First, what is a deposition?

It's a question and answer session.
Lawyers also call it an 'examination before trial'.
It takes place in our office.
In our conference room.

When you bring a lawsuit against a doctor or hospital, the attorney who represents the people you sued have a right to ask you questions about your case. They can ask you what happened. They can ask about your injuries. They can ask how you're feeling now. Importantly, they can and will ask about those activities you are no longer able to do now because of what was done wrong to you.

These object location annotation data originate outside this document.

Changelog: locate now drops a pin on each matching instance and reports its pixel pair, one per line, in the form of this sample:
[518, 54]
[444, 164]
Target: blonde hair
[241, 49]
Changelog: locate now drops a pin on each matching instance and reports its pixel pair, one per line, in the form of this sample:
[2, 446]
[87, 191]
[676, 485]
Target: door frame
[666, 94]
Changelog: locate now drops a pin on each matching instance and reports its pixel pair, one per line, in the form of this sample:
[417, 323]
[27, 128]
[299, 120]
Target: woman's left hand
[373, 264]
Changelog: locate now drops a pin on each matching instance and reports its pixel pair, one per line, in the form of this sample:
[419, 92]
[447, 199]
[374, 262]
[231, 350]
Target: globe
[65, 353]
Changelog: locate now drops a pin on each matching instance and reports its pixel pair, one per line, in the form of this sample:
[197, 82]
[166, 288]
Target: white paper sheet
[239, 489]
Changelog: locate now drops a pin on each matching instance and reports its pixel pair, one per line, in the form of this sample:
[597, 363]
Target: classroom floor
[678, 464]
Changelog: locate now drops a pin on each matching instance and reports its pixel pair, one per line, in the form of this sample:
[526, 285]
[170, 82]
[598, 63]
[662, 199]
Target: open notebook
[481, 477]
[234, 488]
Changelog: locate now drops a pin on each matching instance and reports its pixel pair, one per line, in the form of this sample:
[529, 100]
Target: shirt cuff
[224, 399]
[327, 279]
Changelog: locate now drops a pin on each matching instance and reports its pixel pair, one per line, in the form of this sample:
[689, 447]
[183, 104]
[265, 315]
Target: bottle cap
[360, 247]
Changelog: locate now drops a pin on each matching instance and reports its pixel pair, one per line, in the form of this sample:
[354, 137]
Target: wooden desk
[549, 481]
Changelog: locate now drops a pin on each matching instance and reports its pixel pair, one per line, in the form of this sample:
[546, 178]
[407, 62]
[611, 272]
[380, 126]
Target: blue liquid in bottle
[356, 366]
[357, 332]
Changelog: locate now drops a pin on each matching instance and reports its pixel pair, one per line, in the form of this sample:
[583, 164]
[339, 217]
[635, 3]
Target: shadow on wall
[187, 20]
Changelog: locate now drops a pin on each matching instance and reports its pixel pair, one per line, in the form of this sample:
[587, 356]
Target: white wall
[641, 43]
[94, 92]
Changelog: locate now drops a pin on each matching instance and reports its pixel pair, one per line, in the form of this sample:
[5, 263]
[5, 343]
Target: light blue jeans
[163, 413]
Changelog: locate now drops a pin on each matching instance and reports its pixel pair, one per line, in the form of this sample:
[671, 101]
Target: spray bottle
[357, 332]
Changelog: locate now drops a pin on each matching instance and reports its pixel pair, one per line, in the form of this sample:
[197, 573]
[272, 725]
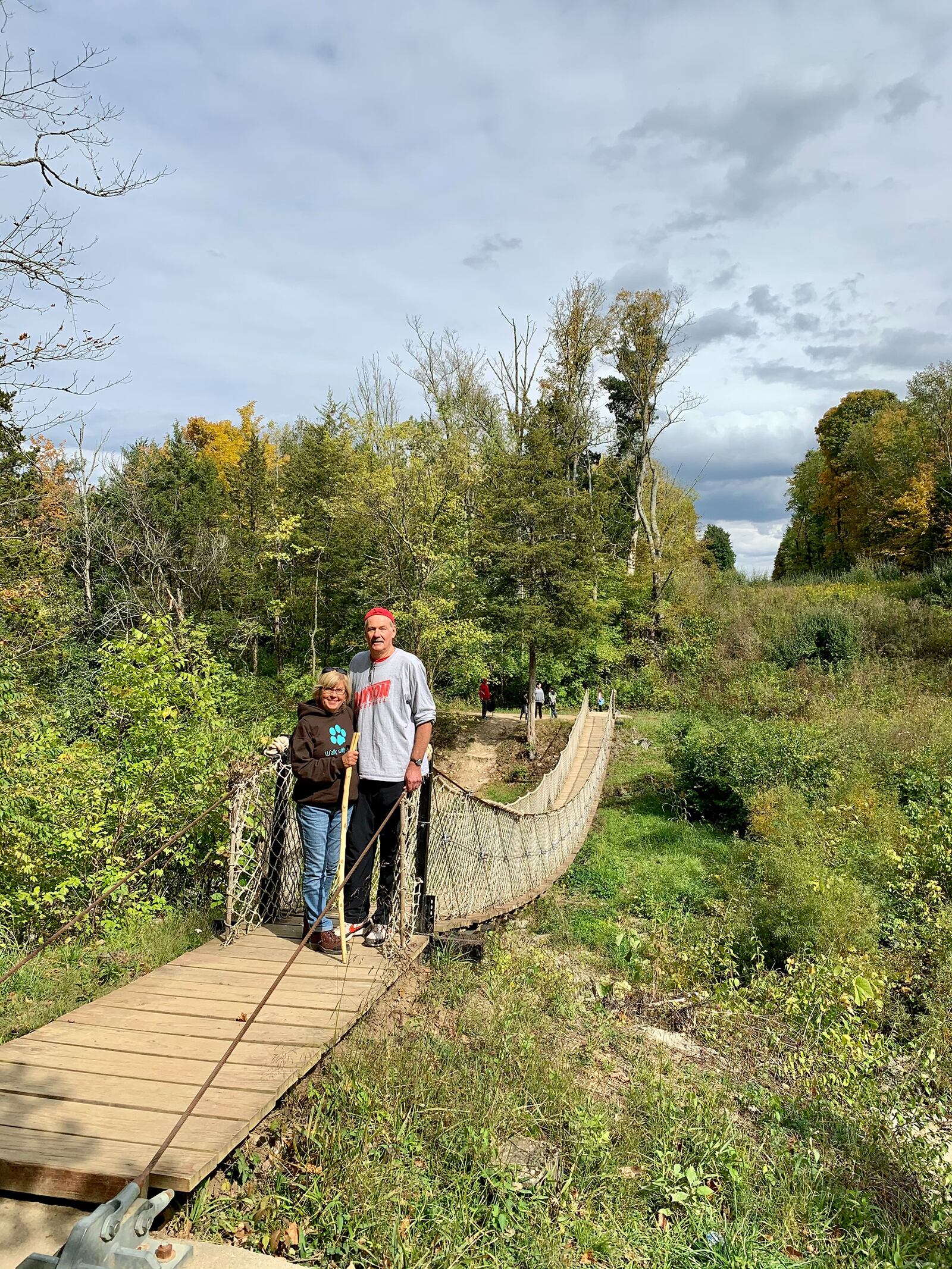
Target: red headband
[380, 612]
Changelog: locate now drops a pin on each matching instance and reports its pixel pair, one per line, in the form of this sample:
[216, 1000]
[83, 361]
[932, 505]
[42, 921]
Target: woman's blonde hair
[333, 679]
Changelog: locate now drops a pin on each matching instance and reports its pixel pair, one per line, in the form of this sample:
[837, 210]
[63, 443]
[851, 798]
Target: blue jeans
[320, 838]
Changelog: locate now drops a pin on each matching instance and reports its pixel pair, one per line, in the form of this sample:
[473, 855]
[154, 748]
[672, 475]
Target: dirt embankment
[479, 751]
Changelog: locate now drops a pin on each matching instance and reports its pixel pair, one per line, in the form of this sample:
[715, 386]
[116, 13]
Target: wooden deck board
[579, 772]
[86, 1099]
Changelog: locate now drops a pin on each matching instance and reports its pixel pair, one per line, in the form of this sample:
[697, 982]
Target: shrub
[825, 636]
[797, 903]
[936, 585]
[721, 762]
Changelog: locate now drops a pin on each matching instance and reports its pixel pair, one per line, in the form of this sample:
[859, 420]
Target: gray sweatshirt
[392, 698]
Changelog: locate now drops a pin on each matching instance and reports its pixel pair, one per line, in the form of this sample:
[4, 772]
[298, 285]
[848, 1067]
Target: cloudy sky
[337, 167]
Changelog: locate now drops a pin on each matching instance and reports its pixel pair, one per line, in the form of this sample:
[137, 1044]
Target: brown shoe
[329, 941]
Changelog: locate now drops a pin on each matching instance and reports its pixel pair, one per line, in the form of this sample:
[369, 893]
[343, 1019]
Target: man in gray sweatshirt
[394, 711]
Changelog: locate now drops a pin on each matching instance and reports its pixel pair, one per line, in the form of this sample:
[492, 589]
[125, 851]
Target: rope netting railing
[462, 858]
[545, 794]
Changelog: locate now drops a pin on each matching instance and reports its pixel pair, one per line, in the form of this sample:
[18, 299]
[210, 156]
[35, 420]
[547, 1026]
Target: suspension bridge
[101, 1095]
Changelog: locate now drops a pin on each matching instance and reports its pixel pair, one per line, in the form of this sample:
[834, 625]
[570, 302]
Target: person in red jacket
[486, 697]
[319, 757]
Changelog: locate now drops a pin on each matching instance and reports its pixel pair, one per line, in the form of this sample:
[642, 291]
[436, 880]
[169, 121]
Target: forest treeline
[506, 519]
[879, 485]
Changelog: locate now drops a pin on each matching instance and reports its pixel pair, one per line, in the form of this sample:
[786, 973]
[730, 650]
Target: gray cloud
[758, 136]
[904, 98]
[489, 249]
[777, 371]
[900, 348]
[763, 301]
[641, 275]
[725, 277]
[803, 324]
[720, 324]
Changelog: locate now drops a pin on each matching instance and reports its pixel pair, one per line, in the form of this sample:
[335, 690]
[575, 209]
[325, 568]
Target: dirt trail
[472, 758]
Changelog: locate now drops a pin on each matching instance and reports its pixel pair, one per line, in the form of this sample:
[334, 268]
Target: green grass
[505, 791]
[84, 969]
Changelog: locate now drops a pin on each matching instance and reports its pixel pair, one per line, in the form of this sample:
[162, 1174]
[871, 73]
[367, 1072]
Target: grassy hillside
[728, 1029]
[695, 1105]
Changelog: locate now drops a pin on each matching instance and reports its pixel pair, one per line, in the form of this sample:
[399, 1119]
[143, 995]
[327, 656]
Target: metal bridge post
[425, 914]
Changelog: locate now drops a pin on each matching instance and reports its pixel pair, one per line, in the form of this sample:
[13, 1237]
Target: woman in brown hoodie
[319, 756]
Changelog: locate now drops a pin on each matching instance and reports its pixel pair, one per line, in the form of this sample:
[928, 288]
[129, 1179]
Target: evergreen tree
[720, 551]
[535, 551]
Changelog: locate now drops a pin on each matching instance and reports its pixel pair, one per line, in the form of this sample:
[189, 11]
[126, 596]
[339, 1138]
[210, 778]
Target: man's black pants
[369, 811]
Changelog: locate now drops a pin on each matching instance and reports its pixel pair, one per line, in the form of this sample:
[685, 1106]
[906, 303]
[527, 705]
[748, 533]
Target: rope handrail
[143, 1178]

This is also know as pretrial testimony.

The answers you give represent your testimony.
But there's a difference when answering questions in our office compared to in court when your case goes to trial.
In our office, during your deposition, there's no judge there.

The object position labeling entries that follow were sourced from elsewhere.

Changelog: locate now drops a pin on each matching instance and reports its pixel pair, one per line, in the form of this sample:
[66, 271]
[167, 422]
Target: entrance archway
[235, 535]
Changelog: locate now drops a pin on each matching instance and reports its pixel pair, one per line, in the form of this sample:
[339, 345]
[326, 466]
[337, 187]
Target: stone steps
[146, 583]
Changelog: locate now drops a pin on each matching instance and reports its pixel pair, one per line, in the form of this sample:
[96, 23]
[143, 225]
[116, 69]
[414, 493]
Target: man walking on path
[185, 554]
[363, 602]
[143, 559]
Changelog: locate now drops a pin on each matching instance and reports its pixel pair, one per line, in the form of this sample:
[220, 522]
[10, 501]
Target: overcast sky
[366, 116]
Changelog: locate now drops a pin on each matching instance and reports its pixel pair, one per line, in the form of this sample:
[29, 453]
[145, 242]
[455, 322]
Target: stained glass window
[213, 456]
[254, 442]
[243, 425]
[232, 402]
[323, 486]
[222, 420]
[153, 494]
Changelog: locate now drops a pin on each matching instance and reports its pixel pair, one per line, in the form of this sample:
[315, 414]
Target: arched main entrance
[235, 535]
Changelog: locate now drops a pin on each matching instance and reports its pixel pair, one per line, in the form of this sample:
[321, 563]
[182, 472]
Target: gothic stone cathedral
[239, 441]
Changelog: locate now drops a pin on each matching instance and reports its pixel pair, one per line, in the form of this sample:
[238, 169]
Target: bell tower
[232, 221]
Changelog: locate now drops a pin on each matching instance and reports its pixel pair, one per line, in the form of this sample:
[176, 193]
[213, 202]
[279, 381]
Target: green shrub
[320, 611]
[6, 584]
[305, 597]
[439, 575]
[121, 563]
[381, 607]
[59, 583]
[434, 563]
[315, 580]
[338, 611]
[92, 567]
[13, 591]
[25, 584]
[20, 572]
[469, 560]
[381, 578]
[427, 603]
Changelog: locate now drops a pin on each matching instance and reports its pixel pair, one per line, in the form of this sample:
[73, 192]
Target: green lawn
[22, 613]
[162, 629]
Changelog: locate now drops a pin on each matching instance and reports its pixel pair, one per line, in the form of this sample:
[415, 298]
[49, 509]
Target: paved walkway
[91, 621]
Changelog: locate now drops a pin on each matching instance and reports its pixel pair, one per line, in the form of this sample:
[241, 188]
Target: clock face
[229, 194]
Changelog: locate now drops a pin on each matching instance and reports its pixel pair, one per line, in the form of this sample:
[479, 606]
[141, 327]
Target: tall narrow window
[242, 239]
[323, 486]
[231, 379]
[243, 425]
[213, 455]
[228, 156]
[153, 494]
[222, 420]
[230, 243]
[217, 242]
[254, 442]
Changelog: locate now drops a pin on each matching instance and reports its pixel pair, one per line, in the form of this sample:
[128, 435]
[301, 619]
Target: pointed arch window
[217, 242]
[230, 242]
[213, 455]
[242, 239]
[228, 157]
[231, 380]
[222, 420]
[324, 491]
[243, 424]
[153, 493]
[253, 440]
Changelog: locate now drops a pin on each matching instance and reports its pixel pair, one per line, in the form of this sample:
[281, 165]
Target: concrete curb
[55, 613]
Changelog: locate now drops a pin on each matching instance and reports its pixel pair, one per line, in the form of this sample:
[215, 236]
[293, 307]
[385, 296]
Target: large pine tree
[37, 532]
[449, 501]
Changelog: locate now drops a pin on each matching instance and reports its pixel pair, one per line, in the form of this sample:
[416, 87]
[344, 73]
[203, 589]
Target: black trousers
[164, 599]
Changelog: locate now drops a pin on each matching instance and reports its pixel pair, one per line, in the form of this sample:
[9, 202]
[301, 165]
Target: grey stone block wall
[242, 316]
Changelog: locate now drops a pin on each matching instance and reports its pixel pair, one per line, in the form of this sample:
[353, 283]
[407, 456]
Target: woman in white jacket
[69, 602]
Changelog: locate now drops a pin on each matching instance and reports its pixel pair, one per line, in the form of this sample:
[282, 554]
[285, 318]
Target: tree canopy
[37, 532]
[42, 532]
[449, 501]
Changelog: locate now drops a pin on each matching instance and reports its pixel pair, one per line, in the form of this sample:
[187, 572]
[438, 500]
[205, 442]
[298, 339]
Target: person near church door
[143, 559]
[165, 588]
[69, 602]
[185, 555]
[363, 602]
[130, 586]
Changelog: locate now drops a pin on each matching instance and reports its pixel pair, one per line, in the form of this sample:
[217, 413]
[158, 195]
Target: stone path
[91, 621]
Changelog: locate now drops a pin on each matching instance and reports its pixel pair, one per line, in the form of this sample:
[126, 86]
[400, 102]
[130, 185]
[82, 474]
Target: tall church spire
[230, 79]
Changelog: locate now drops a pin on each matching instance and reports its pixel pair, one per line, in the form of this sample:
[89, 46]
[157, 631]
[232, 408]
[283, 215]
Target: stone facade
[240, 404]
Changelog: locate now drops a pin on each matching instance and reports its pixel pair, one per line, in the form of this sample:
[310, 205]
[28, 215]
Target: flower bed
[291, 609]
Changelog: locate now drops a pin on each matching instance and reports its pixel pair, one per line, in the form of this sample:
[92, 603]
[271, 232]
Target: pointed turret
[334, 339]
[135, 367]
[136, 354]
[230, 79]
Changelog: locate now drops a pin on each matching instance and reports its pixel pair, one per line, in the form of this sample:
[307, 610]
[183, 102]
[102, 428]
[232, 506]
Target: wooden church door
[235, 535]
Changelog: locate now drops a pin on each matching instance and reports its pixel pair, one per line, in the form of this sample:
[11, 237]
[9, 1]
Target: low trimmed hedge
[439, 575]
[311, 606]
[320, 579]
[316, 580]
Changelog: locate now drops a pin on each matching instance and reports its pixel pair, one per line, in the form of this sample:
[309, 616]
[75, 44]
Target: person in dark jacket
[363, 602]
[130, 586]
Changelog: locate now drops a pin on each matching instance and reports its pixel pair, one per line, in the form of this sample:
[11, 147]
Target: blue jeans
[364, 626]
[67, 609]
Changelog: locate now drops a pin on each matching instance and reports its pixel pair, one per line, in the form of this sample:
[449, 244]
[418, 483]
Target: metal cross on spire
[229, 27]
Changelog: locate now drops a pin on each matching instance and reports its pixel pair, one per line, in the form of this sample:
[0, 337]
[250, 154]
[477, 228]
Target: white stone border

There's also no jury there in our conference room.
It's just you, me, the attorney who will be questioning you and a court stenographer.
The court stenographer is there to record all of the questions you are asked and all of the answers you give.

Believe it or not, the answers that you give in response to the opposing attorney's questions, carry the same exact weight as if you are testifying at trial.

During this questioning, the defense attorney is likely going to ask a question that is improperly worded.
In that instance I will say "Objection. Please rephrase your question."
Then, the attorney will likely ask another question that is similarly phrased.

Or, maybe the attorney asks you a question that I feel is inappropriate.
"Objection! That question is palpably improper!" I say in response.
There are instances during your deposition where I will make objections.

You should also know that there are only two instances where I can tell you NOT to answer the question.
The first is where the opposing attorney wants to know about conversations that you had with me.
Those are confidential.

Lawyers call those conversations 'privileged' which means I am permitted to tell you not to answer the question.
The other type of question I can tell you NOT to answer is one that is so  off the wall and bizarre that lawyers would call that 'palpably improper'.

Since this is the discovery phase of your lawsuit, each side is given wide latitude to learn details of your life that often have little to do with the actual claim you are currently bringing. Your attorney has an obligation to voice objections when he believes the question is improper.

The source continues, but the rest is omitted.